# Mean Value Theorem Question

by calcnd
Tags: theorem
 P: 20 Use the Intermediate Value Theorem and/or the Mean Value Theorem and/or properties of $$G'(x)$$ to show that the function $$G(x) = x^2 - e^{\frac{1}{1+x}}$$ assumes a value of 0 for exactly one real number x such that 0 < x < 2 . Hint: You may assume that $$e^{\frac{1}{3}} < 2$$. So I'm completely lost. Here's the first thing I tried: $$G(x) = 0$$ $$0 = x^2 - e^{\frac{1}{1+x}}$$ $$e^{\frac{1}{1+x}} = x^2$$ $$lne^{\frac{1}{1+x}} = lnx^2$$ $$\frac{1}{1+x} = 2lnx$$ $$1 = 2(1+x)lnx$$ $$\frac{1}{2} = (1+x)lnx$$ Which isn't quite getting me anywhere. And I'm not sure how the mean value theorem is going to help me out much more since: $$G'(c) = \frac{G(2) - G(0)}{2-0}$$ $$2c + (1+c)e^{\frac{1}{1+c}} = \frac{[2^2-e^{\frac{1}{3}}] - [0^2 - e]}{2}$$ $$4c + (2+2c)e^{\frac{1}{1+c}} = 4 - e^{\frac{1}{3}} + e$$ Which isn't going to simply easily. Oy vey... Any help or hints would be appreciated. Edit: There, I think I finally got it to render correctly.

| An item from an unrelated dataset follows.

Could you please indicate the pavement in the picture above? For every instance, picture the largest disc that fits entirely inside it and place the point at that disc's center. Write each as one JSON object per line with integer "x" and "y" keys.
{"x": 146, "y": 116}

 P: 20 Hrm, that's what I'm not sure of. I know the x value is within the interval, due to the intermediate value theorem, as you stated. I could suggest that I solve $$G'(x)=0$$, but I could imagine that would be useless as there's no reason to think that $$G(c)=0$$ is a critical point. :S
 P: 18 Mean Value Theorem Question Look at $$G'(x)$$ and decide what its properties are for 0
 P: 20 Heh... I noticed I did my derivative entirely wrong. I guess that's why you shouldn't use the computer when you're tired. Anyways, $$G(0)=0^2-e^(\frac{1}{1+0})$$ $$=-e$$ Which is < 0 $$G(2)=2^2-e^{\frac{1}{1+2}}$$ $$=4-e^{\frac{1}{3}}$$ Which is > 0 Meaning $$G(x)=0$$ is contained somewhere between x=0 and x=2. $$G'(x)=2x + {e^{\frac{1}{1+x}}\over{(1+x)^2}}$$ But I'm not having an easy time trying to solve this equal to zero to find my critical numbers. It seems relatively safe to assume that $$G(x)$$ is increasing on this interval.